13:00

Urodził się w 1921 roku w Zagłuszu na Polesiu, był agentem NKWD, partyzantem sowieckim, funkcjonariuszem Urzędu Bezpieczeństwa, dyplomatą. Gdy wybuchła II wojna światowa, miał skończone cztery klasy. W latach 1942-1943 był nauczycielem w jednej ze szkół w ZSRR. Można uznać, że Stanisław Supruniuk był najbardziej znanym szefem PUBP w Elblągu.
Supruniuk szefował elbląskiej bezpiece od lutego 1948 r. do kwietnia 1949 r. Od stycznia 1949 r. wchodził również w skład Miejskiej Rady Narodowej w Elblągu, a od lutego był członkiem Egzekutywy Komitetu Miejskiego /KM/ PZPR. W czerwcu 1949 r. Supruniuka przerzucono do Gdańska. Jako kapitan WUBP w Gdańsku był m.in. w 1950 r. aktywnie zaangażowany w rozpracowanie podziemnych organizacji niepodległościowych działającej na terenie województwa gdańskiego pod nazwą Ruch Oporu Armii Krajowej oraz Polska Armia Podziemna
„Zamech" oczkiem w głowie elbląskiej bezpieki
Supruniuk przychodząc do Elbląga był już doświadczonym i sprawdzonym bezpieczniakiem. Można z dużą pewnością założyć, ze głównym przedmiotem jego zainteresowania w Elblągu był „Zamech" i inne obiekty przemysłowe. Miały one strategiczne znaczenie, nie tylko dla Polski Ludowej. „Zamech” produkował również dla Związku Radzieckiego.
Supruniuk miał już doświadczenie w „ochranianiu" obiektów przemysłowych. Do jego obowiązków jako szefa PUBP w Nisku należała m.in. ochrona zakładów przemysłowych w Stalowej Woli leżących na terenie przedwojennego Centralnego Okręgu Przemysłowego.

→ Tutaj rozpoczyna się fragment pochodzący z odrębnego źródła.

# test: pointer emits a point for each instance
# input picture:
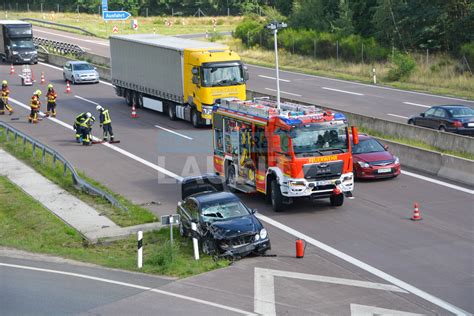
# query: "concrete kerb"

W kwietniu 1949 r. został awansowany na stanowisko Naczelnika Wydziału V-go WUBP w Gdańsku, w związku z tym bezpośredniej odpowiedzialności za aresztowania związane ze „sprawą elbląską" z lipca 1949 r. nie ponosi, nie oznacza to jednak, że sprawą tą się nie interesował i jej jakoś z Gdańska nie nadzorował. W każdym raporcie miesięcznym do WUBP Gdańsk (zwłaszcza od stycznia 1949 r.) poświęcał on znaczną jego część analizie sytuacji gospodarczej, nastrojom załóg w Zamechu (Stalowni), Fabryce Wyrobów Metalowych, Elbląskich Zakładach Przemysłu Odzieżowego, Majątkach Państwowych, T.O.R. /Technicznej Obsłudze Rolnictwa/, Ośrodkach Maszynowych itp.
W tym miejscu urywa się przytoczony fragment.